Ancak, Süleyman Demirel, her devrin “Baba”sıydı.Bizim kıçı donsuz köylülerimiz sıkıştıkça, “Kurtar bizi baba!” diye bağırdılar.
Kadın Başbakanımız Tansu Çiller’in kocası da kendi bankasını boşalttı, ama biz, Tansu hanımı “Bacımız” diyerek baştacı yaptık.
Garibim Bülent Ecevit’in boğazından bir bardak haram su geçmezdi.Gel gör ki, Başbakanlığı döneminde koalisyon ortakları onu da ayakta uyutarak vurgun yapmayı başardılar..

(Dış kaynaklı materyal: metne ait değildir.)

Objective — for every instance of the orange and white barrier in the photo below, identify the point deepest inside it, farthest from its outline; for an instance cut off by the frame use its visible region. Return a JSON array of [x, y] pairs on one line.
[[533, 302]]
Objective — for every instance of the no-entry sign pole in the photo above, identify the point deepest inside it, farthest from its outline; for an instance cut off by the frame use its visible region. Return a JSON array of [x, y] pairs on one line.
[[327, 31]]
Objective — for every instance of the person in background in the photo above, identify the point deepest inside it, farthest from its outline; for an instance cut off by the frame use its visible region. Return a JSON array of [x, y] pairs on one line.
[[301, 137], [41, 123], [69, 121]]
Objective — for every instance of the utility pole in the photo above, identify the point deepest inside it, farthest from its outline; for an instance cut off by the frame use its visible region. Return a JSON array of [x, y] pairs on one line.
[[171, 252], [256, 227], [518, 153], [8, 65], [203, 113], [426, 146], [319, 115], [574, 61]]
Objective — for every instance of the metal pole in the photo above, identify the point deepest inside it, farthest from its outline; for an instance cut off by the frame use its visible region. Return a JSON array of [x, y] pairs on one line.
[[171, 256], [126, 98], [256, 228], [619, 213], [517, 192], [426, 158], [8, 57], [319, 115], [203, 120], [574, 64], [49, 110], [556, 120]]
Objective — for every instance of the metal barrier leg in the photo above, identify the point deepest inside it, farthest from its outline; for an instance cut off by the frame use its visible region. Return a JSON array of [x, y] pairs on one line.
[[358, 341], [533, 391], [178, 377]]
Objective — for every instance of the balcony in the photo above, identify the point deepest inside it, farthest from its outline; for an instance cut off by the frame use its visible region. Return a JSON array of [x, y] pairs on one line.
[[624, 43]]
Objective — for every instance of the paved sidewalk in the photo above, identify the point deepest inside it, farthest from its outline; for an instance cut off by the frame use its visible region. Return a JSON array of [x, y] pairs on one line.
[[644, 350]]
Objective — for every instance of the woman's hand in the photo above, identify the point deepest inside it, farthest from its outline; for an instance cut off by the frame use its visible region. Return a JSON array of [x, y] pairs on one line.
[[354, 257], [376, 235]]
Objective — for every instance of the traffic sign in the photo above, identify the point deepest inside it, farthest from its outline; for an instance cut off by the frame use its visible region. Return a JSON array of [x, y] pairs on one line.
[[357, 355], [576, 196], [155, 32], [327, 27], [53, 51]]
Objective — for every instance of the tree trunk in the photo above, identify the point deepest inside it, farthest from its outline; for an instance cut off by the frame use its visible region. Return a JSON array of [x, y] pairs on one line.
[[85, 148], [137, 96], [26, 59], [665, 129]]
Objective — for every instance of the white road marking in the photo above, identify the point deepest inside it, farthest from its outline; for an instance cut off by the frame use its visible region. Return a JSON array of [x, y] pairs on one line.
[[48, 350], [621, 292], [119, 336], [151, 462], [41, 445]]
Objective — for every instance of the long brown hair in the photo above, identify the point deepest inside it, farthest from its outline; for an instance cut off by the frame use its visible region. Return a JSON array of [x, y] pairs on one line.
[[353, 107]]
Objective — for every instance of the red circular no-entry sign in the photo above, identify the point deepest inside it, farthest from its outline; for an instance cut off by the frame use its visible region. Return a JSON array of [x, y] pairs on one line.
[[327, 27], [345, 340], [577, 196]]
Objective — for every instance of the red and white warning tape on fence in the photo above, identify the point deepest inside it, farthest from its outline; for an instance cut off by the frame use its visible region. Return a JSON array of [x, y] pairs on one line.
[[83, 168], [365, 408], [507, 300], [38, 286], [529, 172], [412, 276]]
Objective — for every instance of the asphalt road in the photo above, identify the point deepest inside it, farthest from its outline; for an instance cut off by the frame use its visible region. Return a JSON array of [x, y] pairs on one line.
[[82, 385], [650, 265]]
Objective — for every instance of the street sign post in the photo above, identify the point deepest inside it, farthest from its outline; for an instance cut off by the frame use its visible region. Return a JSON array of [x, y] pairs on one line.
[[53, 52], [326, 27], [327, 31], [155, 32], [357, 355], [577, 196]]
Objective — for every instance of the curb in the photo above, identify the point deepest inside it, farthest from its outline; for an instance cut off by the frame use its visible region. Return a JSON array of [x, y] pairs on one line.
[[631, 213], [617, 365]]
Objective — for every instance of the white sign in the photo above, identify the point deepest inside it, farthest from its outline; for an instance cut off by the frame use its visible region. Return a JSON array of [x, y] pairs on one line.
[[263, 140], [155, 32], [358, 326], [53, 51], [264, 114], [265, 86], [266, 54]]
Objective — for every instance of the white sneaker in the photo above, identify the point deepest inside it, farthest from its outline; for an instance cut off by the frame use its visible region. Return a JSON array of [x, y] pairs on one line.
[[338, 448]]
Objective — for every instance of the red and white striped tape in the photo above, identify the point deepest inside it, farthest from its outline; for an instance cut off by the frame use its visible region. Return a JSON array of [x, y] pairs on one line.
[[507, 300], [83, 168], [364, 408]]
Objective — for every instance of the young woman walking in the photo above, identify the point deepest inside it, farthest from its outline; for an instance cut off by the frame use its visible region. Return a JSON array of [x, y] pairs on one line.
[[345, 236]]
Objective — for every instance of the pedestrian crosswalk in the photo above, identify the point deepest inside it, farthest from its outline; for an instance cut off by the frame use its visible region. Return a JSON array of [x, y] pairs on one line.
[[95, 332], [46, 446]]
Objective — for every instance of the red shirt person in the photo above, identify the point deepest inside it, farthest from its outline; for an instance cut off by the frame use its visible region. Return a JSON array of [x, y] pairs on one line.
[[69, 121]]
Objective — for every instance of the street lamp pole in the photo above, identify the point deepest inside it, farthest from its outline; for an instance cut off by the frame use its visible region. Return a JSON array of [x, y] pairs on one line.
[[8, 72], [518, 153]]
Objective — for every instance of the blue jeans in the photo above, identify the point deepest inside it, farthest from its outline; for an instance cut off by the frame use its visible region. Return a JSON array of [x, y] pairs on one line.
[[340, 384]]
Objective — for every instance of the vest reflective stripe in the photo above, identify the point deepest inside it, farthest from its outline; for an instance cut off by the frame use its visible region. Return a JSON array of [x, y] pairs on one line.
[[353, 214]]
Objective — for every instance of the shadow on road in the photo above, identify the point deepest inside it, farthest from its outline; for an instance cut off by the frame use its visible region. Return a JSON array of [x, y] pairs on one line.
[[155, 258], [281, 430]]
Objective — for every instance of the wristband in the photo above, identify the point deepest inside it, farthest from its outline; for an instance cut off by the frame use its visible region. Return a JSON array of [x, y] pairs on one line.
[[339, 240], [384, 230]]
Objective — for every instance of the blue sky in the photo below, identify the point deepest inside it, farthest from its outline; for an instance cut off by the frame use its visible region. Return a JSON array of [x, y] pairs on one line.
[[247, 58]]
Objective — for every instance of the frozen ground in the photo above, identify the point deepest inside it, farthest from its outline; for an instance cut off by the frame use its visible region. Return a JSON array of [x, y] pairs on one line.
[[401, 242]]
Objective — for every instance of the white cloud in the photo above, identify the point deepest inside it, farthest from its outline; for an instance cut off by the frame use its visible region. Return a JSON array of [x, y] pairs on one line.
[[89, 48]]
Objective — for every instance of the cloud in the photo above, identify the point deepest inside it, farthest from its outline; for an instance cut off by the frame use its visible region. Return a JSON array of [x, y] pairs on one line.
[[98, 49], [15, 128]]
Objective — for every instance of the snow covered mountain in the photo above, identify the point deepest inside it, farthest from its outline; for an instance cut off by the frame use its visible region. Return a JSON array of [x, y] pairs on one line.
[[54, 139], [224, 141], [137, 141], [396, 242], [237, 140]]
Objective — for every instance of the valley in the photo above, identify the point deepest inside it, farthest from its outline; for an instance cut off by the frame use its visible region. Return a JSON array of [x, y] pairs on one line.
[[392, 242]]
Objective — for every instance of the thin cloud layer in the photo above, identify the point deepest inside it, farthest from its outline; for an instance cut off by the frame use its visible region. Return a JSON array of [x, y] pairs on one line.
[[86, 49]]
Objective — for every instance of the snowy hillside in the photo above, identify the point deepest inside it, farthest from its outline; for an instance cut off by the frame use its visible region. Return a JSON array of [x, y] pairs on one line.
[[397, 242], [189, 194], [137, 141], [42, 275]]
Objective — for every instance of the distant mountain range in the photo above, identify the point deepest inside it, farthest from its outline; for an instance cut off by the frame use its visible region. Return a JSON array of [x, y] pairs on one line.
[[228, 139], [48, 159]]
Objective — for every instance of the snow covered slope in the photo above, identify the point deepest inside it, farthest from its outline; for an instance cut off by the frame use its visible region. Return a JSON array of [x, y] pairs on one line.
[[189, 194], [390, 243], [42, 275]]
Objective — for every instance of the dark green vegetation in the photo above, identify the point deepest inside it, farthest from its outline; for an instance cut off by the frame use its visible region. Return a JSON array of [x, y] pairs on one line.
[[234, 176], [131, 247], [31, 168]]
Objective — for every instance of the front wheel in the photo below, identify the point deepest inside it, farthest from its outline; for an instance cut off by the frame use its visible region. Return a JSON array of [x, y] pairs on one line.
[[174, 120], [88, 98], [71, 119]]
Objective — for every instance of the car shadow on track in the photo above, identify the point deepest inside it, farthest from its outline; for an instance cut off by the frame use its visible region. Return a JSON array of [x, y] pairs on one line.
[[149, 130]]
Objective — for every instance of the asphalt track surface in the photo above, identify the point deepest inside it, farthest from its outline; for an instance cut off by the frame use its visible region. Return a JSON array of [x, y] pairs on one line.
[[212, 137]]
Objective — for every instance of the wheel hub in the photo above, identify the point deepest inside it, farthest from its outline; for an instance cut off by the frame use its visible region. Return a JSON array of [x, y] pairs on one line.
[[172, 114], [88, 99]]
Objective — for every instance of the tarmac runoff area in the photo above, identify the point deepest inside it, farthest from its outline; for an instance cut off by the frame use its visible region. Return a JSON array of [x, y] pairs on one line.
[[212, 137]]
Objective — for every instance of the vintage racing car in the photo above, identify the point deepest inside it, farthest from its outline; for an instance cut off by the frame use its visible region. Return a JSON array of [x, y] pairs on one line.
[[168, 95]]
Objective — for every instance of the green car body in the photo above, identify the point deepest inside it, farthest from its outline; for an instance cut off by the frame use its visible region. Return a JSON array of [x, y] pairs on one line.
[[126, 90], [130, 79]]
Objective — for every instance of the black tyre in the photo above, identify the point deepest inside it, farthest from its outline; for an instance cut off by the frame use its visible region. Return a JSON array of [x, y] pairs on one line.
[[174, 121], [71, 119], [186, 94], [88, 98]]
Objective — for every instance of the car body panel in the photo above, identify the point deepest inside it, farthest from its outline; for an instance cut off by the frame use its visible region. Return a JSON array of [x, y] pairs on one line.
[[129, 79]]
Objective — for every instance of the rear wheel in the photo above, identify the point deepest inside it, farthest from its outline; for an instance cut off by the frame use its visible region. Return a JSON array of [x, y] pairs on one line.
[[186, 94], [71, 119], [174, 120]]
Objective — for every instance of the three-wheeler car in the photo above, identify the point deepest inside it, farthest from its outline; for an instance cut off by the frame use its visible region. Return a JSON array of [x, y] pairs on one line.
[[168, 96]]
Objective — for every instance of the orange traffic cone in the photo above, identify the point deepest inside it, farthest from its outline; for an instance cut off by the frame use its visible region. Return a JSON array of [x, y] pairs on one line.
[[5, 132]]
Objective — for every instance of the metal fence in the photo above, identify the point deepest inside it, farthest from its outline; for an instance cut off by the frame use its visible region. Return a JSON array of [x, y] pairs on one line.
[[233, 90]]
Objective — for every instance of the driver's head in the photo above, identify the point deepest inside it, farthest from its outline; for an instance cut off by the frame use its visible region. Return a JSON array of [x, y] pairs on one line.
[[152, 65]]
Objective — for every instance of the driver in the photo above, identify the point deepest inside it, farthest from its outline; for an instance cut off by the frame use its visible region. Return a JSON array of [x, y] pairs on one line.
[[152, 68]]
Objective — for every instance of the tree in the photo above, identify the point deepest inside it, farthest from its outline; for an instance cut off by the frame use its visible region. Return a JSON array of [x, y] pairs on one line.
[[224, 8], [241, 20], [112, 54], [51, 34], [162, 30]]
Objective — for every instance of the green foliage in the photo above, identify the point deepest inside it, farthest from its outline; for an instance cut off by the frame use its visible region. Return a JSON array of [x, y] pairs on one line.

Necmettin Erbakan, dini bütün bir Müslümandı.
O da partinin trilyonları nı götürdü, ceza aldı..
Bazı partili arkadaşları, o davadan yargılanmaktan yasama dokunulumazlıkları nedeniyle kurtuldular.
Çiçeği burnunda Cumhurbaşkanı adayımız Abdullah Gül bunlardan biriydi.
***
Gelelim Başbakan Recep Tayyip Erdoğan’a.
Onun da Belediye Başkanığı dönemine ait yolsuzluk dosyaları yasama dokunulmazlığı nerdeniyle bekletiliyor.
Halkımız, AKP’yi, seçerken “yemesinler “ şeklinde bir koşul önesürmedi.
“Yesinler ama iş de yapsınlar” dedi.
Niye kızıyorsunuz?
Niye kıskanıyorsunuz?
Herkese şapur şupur da,
Onlara yarabbi şükür mü?
Onların da ağzı yokk mu?
Şimdi sıra onlarda..
Bakın bazı belediyelerin haline..
Sözüm samimi Müslümanlara değil.
Ama, bunlar deveyi hamuduyla götürenlerden..
Yemeği çatalla bıçakla değil, elleriyle aç kurtlar gibi yerler.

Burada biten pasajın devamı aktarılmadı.